Fueling innovation with money
One of Terra’s driving forces is the ability to convert fiat currencies to LUNA. Luna also secures Terra and stabilizes it through profit-making price-fixing arbitrageurs, as they do in Terra & LUNA.
The balancing act usually requires an exchange of value between the currency and the collateral. Long-term collateral investors are Luna holders or miners who absorb short-term volatility in order to profit from mining and sustain growth.

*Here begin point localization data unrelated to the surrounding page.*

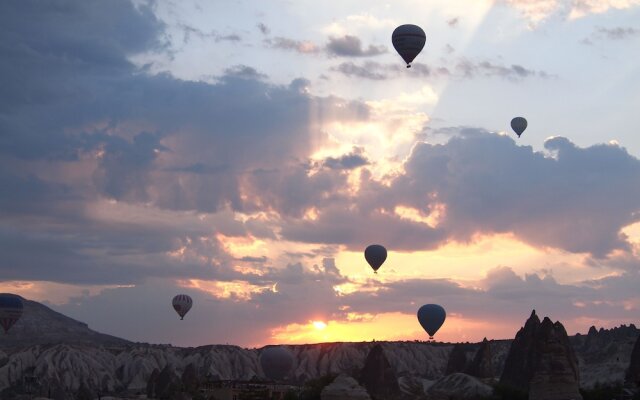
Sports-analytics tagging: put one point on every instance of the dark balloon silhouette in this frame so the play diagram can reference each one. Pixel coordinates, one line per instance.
(431, 317)
(11, 308)
(375, 256)
(518, 124)
(408, 40)
(276, 362)
(182, 304)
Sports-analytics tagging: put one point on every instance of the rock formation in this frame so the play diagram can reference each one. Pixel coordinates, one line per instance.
(378, 376)
(458, 359)
(633, 373)
(481, 366)
(41, 325)
(542, 362)
(344, 388)
(458, 386)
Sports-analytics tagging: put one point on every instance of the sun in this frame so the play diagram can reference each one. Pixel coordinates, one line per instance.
(319, 325)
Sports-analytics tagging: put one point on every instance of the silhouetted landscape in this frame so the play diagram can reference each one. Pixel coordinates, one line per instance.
(48, 354)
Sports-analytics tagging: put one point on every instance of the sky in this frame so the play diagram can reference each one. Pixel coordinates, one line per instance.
(246, 152)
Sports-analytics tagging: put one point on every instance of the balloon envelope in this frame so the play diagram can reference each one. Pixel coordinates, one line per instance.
(375, 255)
(276, 362)
(518, 124)
(431, 317)
(182, 304)
(10, 310)
(408, 40)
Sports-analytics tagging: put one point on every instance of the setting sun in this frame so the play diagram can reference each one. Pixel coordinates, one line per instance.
(319, 325)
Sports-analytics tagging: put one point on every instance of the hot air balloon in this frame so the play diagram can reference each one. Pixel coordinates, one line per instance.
(375, 256)
(10, 310)
(182, 304)
(276, 362)
(518, 124)
(408, 40)
(431, 317)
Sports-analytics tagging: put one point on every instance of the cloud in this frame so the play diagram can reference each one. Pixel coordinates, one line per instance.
(617, 33)
(514, 72)
(486, 183)
(264, 29)
(369, 70)
(100, 155)
(351, 46)
(189, 31)
(347, 161)
(463, 69)
(300, 46)
(537, 11)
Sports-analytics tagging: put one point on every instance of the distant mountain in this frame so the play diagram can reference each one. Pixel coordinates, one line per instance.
(61, 355)
(41, 325)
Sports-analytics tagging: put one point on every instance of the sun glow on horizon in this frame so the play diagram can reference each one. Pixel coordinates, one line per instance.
(319, 325)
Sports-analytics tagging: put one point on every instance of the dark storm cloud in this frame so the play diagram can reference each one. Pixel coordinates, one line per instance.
(81, 123)
(351, 46)
(559, 202)
(489, 184)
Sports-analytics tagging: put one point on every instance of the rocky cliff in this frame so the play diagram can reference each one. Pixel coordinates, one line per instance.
(378, 377)
(40, 325)
(541, 361)
(633, 372)
(100, 364)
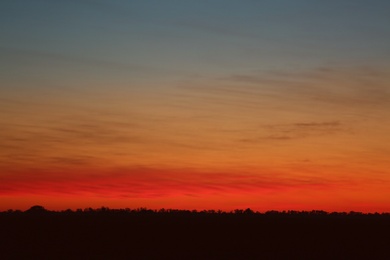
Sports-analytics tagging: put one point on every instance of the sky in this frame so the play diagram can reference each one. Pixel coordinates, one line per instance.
(218, 104)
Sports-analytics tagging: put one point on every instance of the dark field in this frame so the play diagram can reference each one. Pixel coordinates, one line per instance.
(144, 234)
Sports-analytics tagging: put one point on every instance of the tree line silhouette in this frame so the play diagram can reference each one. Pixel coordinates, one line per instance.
(142, 233)
(38, 209)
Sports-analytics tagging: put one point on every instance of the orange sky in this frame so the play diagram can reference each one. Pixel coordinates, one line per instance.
(217, 109)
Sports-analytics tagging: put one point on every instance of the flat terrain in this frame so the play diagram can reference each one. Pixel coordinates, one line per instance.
(181, 235)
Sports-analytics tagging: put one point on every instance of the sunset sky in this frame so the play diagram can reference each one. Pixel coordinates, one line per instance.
(217, 104)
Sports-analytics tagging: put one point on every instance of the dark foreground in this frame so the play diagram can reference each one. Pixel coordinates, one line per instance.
(144, 234)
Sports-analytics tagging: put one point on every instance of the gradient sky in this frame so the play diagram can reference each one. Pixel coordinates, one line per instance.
(218, 104)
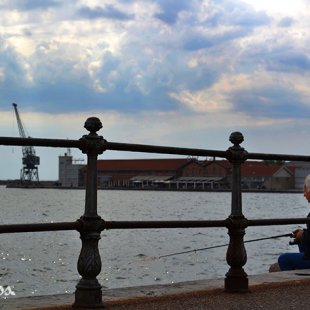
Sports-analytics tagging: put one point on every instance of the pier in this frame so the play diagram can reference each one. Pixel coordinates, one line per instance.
(89, 293)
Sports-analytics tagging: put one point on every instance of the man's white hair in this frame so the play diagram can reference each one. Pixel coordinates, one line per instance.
(307, 182)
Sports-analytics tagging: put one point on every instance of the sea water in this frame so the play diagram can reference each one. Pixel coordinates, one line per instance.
(43, 263)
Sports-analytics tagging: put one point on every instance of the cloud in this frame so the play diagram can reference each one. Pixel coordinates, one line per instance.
(29, 5)
(170, 9)
(261, 94)
(108, 11)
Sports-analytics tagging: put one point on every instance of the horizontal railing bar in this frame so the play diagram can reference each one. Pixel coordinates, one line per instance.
(284, 221)
(77, 225)
(264, 156)
(19, 228)
(144, 148)
(41, 142)
(163, 224)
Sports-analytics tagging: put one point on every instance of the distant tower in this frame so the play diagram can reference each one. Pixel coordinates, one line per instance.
(69, 170)
(29, 173)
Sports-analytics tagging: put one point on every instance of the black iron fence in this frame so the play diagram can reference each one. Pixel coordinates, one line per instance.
(88, 292)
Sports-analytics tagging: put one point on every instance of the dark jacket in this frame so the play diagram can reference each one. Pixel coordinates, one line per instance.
(305, 241)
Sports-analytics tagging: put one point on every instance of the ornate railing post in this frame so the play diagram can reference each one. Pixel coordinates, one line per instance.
(88, 292)
(236, 279)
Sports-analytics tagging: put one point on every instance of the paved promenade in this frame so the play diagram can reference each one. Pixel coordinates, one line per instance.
(279, 290)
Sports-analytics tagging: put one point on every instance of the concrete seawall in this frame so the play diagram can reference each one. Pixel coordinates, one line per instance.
(278, 290)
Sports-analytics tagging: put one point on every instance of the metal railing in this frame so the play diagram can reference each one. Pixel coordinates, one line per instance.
(88, 293)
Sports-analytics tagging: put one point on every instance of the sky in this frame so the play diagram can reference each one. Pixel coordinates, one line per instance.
(163, 72)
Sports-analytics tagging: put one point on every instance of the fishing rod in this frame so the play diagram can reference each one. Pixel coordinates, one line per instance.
(222, 245)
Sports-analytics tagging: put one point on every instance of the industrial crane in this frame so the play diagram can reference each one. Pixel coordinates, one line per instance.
(29, 173)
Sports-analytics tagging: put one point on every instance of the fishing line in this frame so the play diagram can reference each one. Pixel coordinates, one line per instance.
(214, 247)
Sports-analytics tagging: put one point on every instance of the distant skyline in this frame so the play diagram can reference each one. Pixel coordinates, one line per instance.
(167, 72)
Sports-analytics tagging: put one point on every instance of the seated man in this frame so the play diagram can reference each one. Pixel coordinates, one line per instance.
(301, 260)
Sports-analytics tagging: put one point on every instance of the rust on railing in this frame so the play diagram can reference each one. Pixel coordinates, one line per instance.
(88, 292)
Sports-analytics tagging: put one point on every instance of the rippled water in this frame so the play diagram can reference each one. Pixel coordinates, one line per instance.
(45, 262)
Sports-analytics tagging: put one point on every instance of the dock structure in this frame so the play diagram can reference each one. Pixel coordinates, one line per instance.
(89, 293)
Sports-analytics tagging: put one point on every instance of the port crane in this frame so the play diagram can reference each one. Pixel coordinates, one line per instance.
(29, 172)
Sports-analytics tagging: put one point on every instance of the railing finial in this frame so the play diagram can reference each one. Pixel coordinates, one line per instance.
(236, 138)
(93, 124)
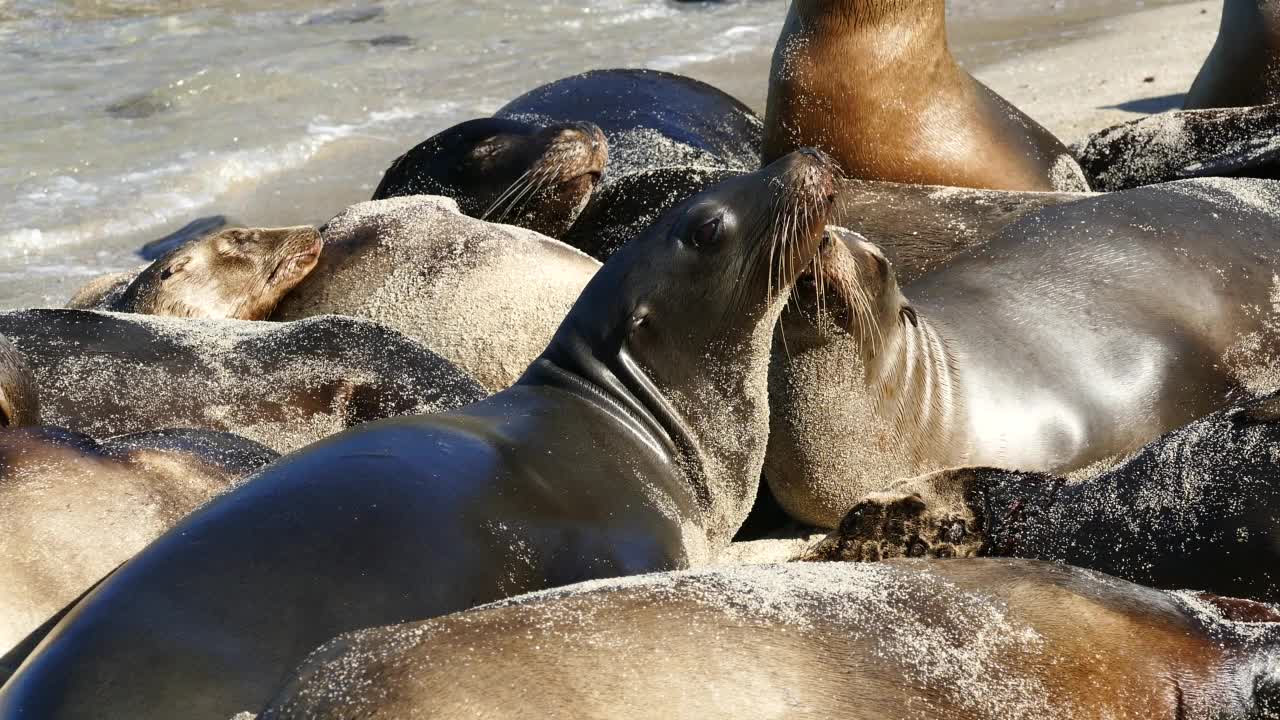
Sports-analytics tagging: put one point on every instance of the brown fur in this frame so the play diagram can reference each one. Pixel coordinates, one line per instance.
(72, 509)
(1243, 68)
(976, 641)
(236, 274)
(19, 400)
(873, 83)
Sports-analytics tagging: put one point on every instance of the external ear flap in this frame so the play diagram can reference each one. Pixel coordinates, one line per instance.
(908, 314)
(174, 268)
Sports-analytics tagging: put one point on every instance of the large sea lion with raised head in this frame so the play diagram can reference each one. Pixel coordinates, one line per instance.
(1080, 332)
(282, 384)
(1243, 68)
(538, 176)
(984, 639)
(1196, 509)
(919, 227)
(234, 274)
(873, 83)
(634, 443)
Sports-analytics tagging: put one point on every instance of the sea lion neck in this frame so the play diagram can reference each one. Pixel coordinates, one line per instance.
(616, 384)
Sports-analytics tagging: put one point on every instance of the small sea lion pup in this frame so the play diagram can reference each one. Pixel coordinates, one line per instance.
(19, 400)
(652, 119)
(1244, 65)
(1196, 509)
(73, 509)
(1180, 145)
(520, 173)
(1079, 333)
(873, 83)
(987, 639)
(236, 274)
(634, 443)
(487, 297)
(282, 384)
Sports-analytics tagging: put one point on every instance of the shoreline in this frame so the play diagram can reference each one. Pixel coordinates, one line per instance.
(1048, 65)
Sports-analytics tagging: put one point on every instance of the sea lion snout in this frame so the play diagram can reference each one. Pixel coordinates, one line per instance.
(575, 150)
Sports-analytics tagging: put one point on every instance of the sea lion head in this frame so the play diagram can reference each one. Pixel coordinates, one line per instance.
(853, 285)
(19, 402)
(238, 273)
(506, 171)
(679, 323)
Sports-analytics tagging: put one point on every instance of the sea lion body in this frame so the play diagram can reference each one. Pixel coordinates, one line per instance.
(19, 397)
(984, 639)
(280, 384)
(1080, 332)
(873, 83)
(1243, 68)
(73, 509)
(650, 119)
(1182, 145)
(487, 297)
(1194, 509)
(536, 176)
(631, 445)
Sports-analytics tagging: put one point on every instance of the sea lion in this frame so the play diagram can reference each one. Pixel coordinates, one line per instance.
(19, 400)
(1243, 68)
(73, 509)
(280, 384)
(873, 83)
(1196, 509)
(631, 445)
(650, 118)
(984, 639)
(103, 290)
(520, 173)
(1080, 332)
(234, 274)
(487, 297)
(919, 227)
(1180, 145)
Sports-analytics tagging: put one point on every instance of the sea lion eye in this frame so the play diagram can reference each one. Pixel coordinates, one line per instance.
(707, 233)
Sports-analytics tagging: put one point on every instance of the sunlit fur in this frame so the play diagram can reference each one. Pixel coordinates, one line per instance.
(506, 171)
(910, 370)
(232, 274)
(19, 401)
(551, 194)
(732, 288)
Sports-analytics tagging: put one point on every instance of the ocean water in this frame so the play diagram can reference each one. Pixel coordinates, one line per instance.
(123, 119)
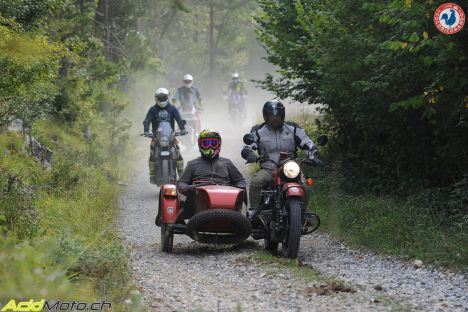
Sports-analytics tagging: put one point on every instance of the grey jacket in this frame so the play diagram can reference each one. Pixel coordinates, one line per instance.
(286, 139)
(219, 171)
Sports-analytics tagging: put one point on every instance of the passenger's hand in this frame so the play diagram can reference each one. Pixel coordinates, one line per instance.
(188, 189)
(252, 158)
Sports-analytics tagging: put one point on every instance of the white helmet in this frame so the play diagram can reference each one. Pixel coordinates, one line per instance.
(162, 97)
(188, 80)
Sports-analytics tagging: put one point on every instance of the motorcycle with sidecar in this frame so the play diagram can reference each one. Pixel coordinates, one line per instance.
(282, 217)
(211, 214)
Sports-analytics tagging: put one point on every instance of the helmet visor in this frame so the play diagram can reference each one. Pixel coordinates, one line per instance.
(161, 97)
(273, 112)
(210, 142)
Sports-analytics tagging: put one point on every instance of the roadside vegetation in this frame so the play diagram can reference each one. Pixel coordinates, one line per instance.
(72, 76)
(59, 89)
(392, 91)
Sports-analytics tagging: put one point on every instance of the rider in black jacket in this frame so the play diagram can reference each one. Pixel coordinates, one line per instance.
(163, 110)
(275, 135)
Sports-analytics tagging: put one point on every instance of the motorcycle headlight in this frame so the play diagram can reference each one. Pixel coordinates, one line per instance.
(291, 169)
(164, 141)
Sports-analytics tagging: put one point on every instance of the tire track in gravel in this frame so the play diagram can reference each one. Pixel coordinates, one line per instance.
(198, 277)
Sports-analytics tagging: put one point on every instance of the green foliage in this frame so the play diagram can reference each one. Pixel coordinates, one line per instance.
(27, 272)
(418, 227)
(29, 67)
(393, 87)
(19, 217)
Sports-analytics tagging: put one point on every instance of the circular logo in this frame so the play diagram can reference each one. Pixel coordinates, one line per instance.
(449, 18)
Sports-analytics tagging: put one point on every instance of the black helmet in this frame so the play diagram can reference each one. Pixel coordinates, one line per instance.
(273, 113)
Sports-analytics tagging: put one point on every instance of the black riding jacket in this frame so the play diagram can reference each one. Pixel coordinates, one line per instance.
(157, 114)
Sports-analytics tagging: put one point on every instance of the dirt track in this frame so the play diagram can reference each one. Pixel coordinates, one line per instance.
(199, 277)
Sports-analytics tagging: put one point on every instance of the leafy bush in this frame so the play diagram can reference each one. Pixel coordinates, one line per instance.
(393, 87)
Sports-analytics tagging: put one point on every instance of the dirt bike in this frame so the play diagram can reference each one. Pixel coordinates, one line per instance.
(236, 107)
(282, 217)
(211, 214)
(164, 152)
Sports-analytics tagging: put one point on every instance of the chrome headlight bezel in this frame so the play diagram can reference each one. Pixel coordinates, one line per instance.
(291, 169)
(164, 141)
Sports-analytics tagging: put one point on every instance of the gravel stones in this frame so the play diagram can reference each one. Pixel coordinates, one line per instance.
(198, 277)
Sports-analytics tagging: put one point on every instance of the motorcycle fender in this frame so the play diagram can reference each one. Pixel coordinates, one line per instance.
(169, 204)
(293, 190)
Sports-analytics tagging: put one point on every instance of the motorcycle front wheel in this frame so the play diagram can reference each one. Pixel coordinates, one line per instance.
(293, 237)
(167, 238)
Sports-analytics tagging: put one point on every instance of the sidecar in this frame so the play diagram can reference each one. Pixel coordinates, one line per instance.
(211, 215)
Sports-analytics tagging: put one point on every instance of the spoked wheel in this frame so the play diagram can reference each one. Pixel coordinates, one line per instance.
(293, 237)
(167, 238)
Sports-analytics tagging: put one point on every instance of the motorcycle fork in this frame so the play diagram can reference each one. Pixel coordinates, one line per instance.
(277, 225)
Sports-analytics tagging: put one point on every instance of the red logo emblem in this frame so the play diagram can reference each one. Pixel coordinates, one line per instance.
(449, 18)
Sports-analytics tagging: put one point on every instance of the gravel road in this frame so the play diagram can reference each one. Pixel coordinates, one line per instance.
(198, 277)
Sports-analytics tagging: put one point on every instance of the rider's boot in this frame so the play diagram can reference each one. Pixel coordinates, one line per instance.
(251, 214)
(152, 171)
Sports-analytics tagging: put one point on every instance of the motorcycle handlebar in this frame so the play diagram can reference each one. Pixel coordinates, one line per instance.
(152, 135)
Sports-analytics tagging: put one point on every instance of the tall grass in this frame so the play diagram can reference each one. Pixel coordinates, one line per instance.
(57, 227)
(412, 227)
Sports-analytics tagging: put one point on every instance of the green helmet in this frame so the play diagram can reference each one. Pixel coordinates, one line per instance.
(209, 143)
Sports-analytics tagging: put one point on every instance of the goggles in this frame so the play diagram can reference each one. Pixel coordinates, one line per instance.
(161, 98)
(210, 142)
(274, 112)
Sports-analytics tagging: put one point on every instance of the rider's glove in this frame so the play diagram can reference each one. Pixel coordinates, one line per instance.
(314, 157)
(252, 158)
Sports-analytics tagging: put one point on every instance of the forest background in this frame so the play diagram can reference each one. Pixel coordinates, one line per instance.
(392, 91)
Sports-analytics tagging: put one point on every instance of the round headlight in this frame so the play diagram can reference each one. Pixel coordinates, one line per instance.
(164, 141)
(291, 169)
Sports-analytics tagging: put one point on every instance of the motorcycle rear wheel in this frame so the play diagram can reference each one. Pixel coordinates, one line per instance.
(167, 238)
(293, 237)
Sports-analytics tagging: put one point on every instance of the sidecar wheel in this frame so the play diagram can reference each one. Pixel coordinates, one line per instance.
(293, 238)
(238, 220)
(167, 238)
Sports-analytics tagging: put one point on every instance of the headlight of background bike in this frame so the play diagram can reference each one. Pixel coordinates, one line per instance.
(291, 169)
(164, 141)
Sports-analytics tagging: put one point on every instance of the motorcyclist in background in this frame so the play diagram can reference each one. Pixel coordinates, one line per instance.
(208, 167)
(275, 136)
(236, 89)
(188, 96)
(163, 110)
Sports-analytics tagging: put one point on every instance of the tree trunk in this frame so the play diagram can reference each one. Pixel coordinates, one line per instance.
(212, 49)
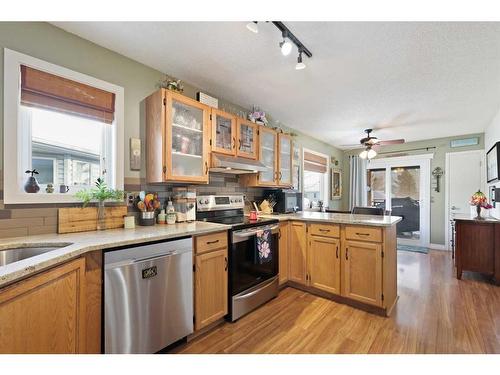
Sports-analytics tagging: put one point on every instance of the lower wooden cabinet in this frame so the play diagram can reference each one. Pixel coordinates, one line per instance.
(45, 313)
(210, 289)
(362, 269)
(323, 258)
(298, 251)
(284, 250)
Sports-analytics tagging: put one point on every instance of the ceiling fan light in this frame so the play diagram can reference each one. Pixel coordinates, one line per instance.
(252, 26)
(371, 153)
(286, 47)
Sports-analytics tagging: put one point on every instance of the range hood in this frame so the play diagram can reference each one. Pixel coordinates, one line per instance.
(236, 165)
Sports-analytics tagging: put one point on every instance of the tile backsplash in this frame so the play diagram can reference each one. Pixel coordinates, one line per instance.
(25, 220)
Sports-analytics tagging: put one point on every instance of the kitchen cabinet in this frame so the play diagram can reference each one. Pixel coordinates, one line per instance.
(323, 258)
(223, 132)
(285, 150)
(46, 313)
(362, 268)
(177, 138)
(298, 252)
(248, 139)
(284, 250)
(210, 279)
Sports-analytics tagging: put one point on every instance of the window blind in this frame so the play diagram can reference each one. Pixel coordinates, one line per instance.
(315, 163)
(47, 91)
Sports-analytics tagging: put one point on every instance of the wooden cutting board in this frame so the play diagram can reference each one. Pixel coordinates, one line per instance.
(77, 219)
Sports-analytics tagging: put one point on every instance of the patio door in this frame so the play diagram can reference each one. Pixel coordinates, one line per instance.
(401, 185)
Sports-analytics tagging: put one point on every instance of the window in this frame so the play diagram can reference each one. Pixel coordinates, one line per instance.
(315, 190)
(66, 125)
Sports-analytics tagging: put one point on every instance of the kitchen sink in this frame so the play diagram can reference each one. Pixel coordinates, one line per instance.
(8, 256)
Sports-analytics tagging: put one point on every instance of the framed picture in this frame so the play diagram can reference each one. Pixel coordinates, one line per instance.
(336, 184)
(493, 163)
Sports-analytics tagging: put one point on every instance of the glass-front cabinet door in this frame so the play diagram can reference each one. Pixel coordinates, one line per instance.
(186, 139)
(285, 160)
(223, 132)
(247, 136)
(268, 141)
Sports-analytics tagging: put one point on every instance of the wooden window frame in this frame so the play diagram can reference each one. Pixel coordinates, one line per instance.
(13, 136)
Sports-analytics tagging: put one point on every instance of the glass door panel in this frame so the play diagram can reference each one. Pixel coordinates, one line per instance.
(187, 140)
(247, 135)
(268, 155)
(376, 188)
(405, 201)
(285, 160)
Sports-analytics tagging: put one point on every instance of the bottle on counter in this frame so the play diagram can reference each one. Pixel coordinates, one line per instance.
(162, 217)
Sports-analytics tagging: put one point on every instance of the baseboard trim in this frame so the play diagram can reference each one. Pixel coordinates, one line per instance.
(436, 246)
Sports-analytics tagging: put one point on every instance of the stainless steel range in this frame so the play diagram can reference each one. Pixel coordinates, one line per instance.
(253, 278)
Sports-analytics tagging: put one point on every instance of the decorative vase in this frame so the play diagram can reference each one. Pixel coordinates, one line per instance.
(101, 216)
(478, 212)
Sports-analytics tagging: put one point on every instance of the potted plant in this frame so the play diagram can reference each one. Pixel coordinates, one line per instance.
(101, 193)
(479, 200)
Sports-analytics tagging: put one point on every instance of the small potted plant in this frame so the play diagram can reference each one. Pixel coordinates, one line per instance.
(101, 193)
(479, 200)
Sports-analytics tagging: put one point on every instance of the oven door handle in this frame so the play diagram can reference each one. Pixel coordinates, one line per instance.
(245, 234)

Those who have stablecoins pay a transaction fee, and these fees go to the miners. Through this constant balancing act, Terra/Moon will continue to function. However, they should have enough value to make the action easier.
All about Terraform Labs
Terraform lab a South Korean company founded by Do Kwon and Daniel Shin in 2018. The company had $32 million in standby funding from Coinbase Ventures, Pantera Capital, and Polychain Capital. Using these resources, the company launched the LUNA stablecoin and created the Terra Network, a decentralized global payment network.
Terra offers lower transaction fees and completes the transaction within 6 seconds. Despite the fact that the system has not yet gained momentum in America and Europe, there are already more than 2 million Terra users. In addition, the network boasts $2 billion in transactions every month. Terra uses all South Korean platforms CHAI and MemePay to make transactions.
The uniqueness of LUNA lies in the fact that it returns to the holders all the proceeds from transactions. Most of these revenues transaction fees paid in the system.
Terra control is in the hands of LUNA holders. In addition, this system gives them the ability to force changes to Terra through consensus support for their proposals.
Community members are responsible for creating proposals and submitting them to the Terra community for consideration. Sometimes, when a community vote approves a proposal, it automatically applied. Furthermore, these proposals can often include changing blockchain parameters, adjusting tax rates, updating reward weights, or even removing funds from the community pool.
But when it comes to most issues, such as major changes in business lines or other decisions that require human input, the community will vote. However, the responsible person must submit a test proposal. He/she will create it, make several deposits to LUNA and reach consensus through the voting process.